Esoteric Dissertations from a One-Track Mind

May 13, 2007


Filed under: capitalism — codesmithy @ 7:30 am

I wanted to take a moment to dissuade people from thinking that I am against capitalism. I am not. I believe capitalism to be a useful vehicle to drive an economy, better certainly than its competitors. That said, capitalism has problems that must be addressed. Namely, that “externalities” are introduced, costs or benefits that are incurred by third-parties as a side effect of an economic transaction. The great motor for our capitalist economy is the corporation. Corporations are driven to make sure that all benefits are paid for, at the the most profitable point, and that all costs are externalities.

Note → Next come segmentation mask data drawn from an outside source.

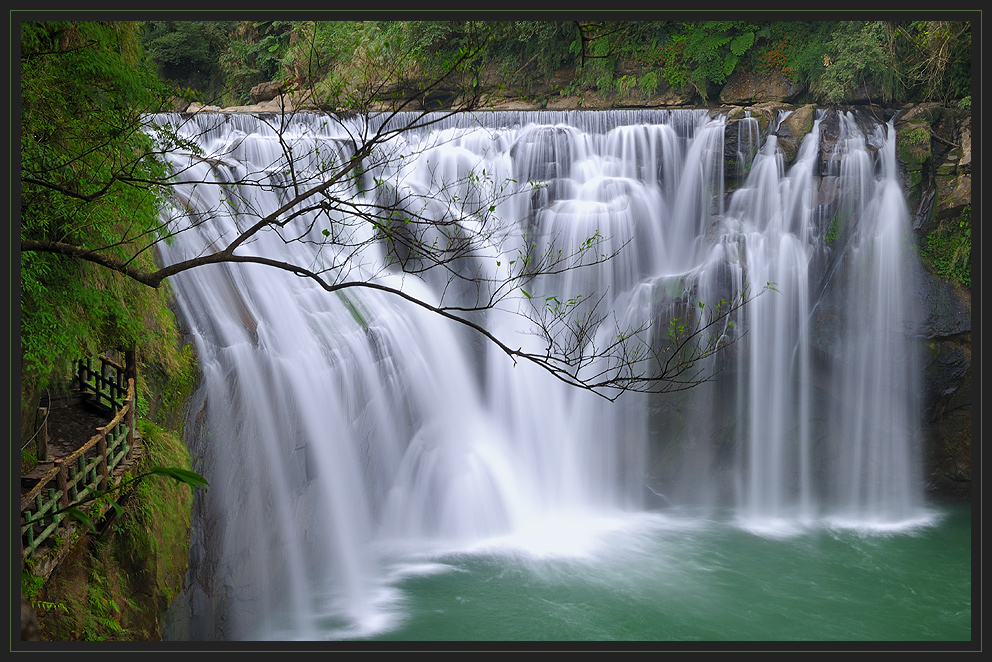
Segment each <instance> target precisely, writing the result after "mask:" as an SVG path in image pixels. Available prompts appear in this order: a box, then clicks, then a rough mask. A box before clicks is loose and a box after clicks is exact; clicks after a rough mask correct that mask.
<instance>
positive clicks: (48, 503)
mask: <svg viewBox="0 0 992 662" xmlns="http://www.w3.org/2000/svg"><path fill="white" fill-rule="evenodd" d="M119 374H122V373H119ZM122 435H126V438H124V439H123V440H122V439H121V438H120V437H121V436H122ZM108 437H112V439H111V441H113V444H108V443H107V441H108ZM94 446H95V447H97V448H98V449H99V451H100V452H99V456H98V457H96V458H94V459H93V460H92V461H91V462H90V463H87V462H86V460H85V455H86V453H87V451H89V450H91V449H92V448H93V447H94ZM120 446H123V448H122V449H121V450H120V451H118V448H119V447H120ZM133 447H134V379H133V378H128V381H127V397H126V398H125V399H124V401H123V403H122V406H121V407H120V409H119V410H118V411H117V412H116V413H115V415H114V417H113V419H111V421H110V422H109V423H107V424H106V425H104V426H101V427H98V428H97V433H96V434H95V435H93V436H92V437H91V438H90V439H89V440H88V441H87V442H86V443H85V444H83V445H82V446H80V447H79V448H78V449H76V450H75V451H73V452H72V453H71V454H69V455H68V456H67V457H65V458H63V459H62V460H61V461H59V462H58V463H57V464H56V466H54V467H52V468H51V469H49V470H48V471H47V472H46V473H45V474H44V475H43V476H42V478H41V480H39V481H38V483H37V484H36V485H35V486H34V487H33V488H32V489H31V490H30V491H29V492H28V493H27V494H26V495H24V496H23V497H22V498H21V520H22V521H21V532H22V535H26V536H27V538H28V544H27V545H26V546H24V547H23V549H24V556H25V557H28V556H32V555H33V554H34V552H35V550H37V548H38V546H39V545H40V544H41V543H42V542H44V541H45V540H46V539H47V538H48V537H49V536H51V535H52V534H53V533H55V532H56V531H57V530H58V529H59V528H63V527H65V526H68V523H67V522H66V518H65V516H64V515H61V514H56V515H55V516H54V517H53V516H52V515H48V514H47V513H51V512H55V511H57V510H59V509H60V508H63V507H65V506H67V505H69V493H70V492H72V493H74V498H78V497H79V496H80V495H82V496H85V495H86V494H89V493H90V492H92V491H94V490H103V489H106V487H107V485H108V481H109V478H110V475H111V474H112V473H113V472H114V470H115V469H116V468H117V466H118V465H119V464H120V461H121V460H123V459H124V457H125V456H126V455H127V454H128V453H129V452H130V451H131V449H132V448H133ZM77 463H78V464H79V467H78V469H76V468H74V464H77ZM70 474H71V475H70ZM53 480H55V481H56V482H57V484H58V488H57V489H54V490H53V489H51V487H50V486H51V483H52V481H53ZM46 488H48V499H47V500H46V499H45V498H44V497H43V493H44V491H45V489H46ZM83 508H85V507H83ZM35 515H36V516H35ZM46 520H50V522H49V523H48V524H47V525H46V524H45V522H46ZM51 520H53V521H51ZM36 526H37V527H38V528H40V529H41V530H39V531H36V530H35V527H36Z"/></svg>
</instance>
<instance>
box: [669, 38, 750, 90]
mask: <svg viewBox="0 0 992 662" xmlns="http://www.w3.org/2000/svg"><path fill="white" fill-rule="evenodd" d="M757 28H758V25H757V24H755V23H750V22H746V21H700V22H698V23H679V24H677V27H676V31H675V32H674V33H673V34H672V35H671V36H670V37H669V39H668V42H667V45H666V46H665V47H664V48H663V49H662V51H661V54H660V58H659V63H660V65H661V69H662V75H663V76H664V78H665V80H666V81H668V83H669V84H670V85H671V86H672V87H675V88H684V87H686V86H687V85H691V86H692V87H693V88H694V89H695V90H696V92H697V93H698V94H699V95H700V96H701V97H702V98H703V99H704V100H705V99H707V98H708V93H707V88H708V87H709V85H710V84H711V83H712V84H716V85H719V84H722V83H724V82H725V81H726V80H727V77H728V76H730V74H732V73H733V72H734V70H735V69H736V67H737V64H738V63H739V62H740V61H741V58H742V57H743V56H744V55H745V54H746V53H747V52H748V51H749V50H750V49H751V48H752V46H753V45H754V43H755V37H756V30H757Z"/></svg>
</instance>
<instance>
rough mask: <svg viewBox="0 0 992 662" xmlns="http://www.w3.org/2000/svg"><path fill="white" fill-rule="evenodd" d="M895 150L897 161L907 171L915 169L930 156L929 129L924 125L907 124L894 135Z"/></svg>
mask: <svg viewBox="0 0 992 662" xmlns="http://www.w3.org/2000/svg"><path fill="white" fill-rule="evenodd" d="M896 149H897V150H898V153H899V159H900V160H901V161H902V162H903V163H904V164H906V166H907V170H912V169H916V168H914V167H913V166H919V165H920V164H922V163H923V162H924V161H926V160H927V159H928V158H930V156H931V151H930V127H928V126H927V125H925V124H918V123H914V124H909V125H907V126H905V127H903V128H901V129H900V130H899V131H898V132H897V133H896Z"/></svg>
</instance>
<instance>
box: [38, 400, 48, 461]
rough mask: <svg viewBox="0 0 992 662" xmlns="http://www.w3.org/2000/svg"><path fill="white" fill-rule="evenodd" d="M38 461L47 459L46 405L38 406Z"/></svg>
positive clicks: (47, 425)
mask: <svg viewBox="0 0 992 662" xmlns="http://www.w3.org/2000/svg"><path fill="white" fill-rule="evenodd" d="M36 420H37V421H38V423H37V424H38V425H39V426H40V427H39V428H38V461H39V462H44V461H46V460H47V459H48V407H38V415H37V418H36Z"/></svg>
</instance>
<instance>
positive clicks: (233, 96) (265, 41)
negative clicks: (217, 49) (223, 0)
mask: <svg viewBox="0 0 992 662" xmlns="http://www.w3.org/2000/svg"><path fill="white" fill-rule="evenodd" d="M294 27H295V23H294V22H292V21H239V22H238V23H237V24H236V25H235V27H234V29H233V31H232V32H231V34H229V35H228V36H227V39H228V43H227V47H226V48H225V49H224V51H223V52H222V53H221V55H220V57H219V64H220V67H221V69H222V70H223V72H224V74H225V80H226V84H225V86H224V89H225V91H226V94H227V96H226V98H227V99H228V100H230V101H232V102H234V103H235V104H247V103H249V102H250V101H251V95H250V92H251V88H253V87H254V86H256V85H258V84H259V83H265V82H267V81H271V80H282V79H284V78H285V77H286V74H287V71H288V69H287V66H286V62H285V61H284V59H285V57H286V55H287V53H288V50H289V41H290V35H291V34H292V33H293V30H294Z"/></svg>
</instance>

Corporations will be as quick to pollute the air as they will be to supply air cleaning solutions to those who can afford it. The justice of this situation, the creation of new problems that didn’t previously exist, for the profit of a few to the detriment of all, which can only be remedied by those who can afford it, undermines the social contract that freedom and capitalism are based. The rising tide must lift all ships.

There is only one institution that can check capitalism run amok, and that is the government. The idea that the free market can somehow regulate itself is delusional to the point of being criminal. First, it assumes that the power relationship between sellers and buyers, lenders and borrowers, and employer and employee is equal. It isn’t. Consolidated sellers, lenders and employers have more power than their counterparts for a number of reasons. The pool of sellers, lenders, and employers tend to be smaller, leaving them more opportunity to engage in cartel behavior. Sellers, lender, and employers tend to have more capital, meaning that they can more easily get effort expended on their behalf. Lastly, sellers, lenders, and employers tend to be more specialized, therefore have an information advantage over their counterparts. Each of these factors promotes an unequal relationship in the economic transaction. We can see this play out in a variety of different ways, such as companies getting laws past to lessen environmental protections in the the name of bringing jobs into the community.

The government needs to regulate the economy because it is one with the exclusive right to force. As a buyer, I might want to buy a product in which workers were paid a reasonable wage, or the environment wasn’t unduly polluted in its making. But, how could I ever know? I would have to trace back the inputs, find the manufacturer for each, ask for a tour and information that the company is unlikely to volunteer, or break the law. Even in that case, how could I be sure that situation had not changed since the last time I visited the manufacturer. This is impractical for any individual, and ruiness if every person tried to implement such a system for every purchase. Conceivably, people might form organizations to pool the effort and report the results, but even these organizations have legal limits based on private property and privacy. Regardless, how do we ensure that the organizations don’t fall under the sway of companies they are supposed to watch? We see that this becomes another type of societal oversight, implemented poorly, because of the constraints placed on it by the government.

The government is the only institution that has the power to do what is necessary. Bureaucratic government will be inefficient, but it is better than the alternatives. Departments of the government such a OSHA, and the EPA are every bit as important as the police and the military. Since, they all protect the social contract between the people and the government. The ideas stated in the declaration of independence are prophetic. Governments that do not ensure unalienable rights are destined to be overthrown by the people in the name of a government that is more likely to fulfill those rights. That said, I don’t believe there is a better system. Each represents a series of trade-offs. But, the government cannot be ignorant of its duty to the people, and that value is placed on a per-life basis, not a per-dollar one.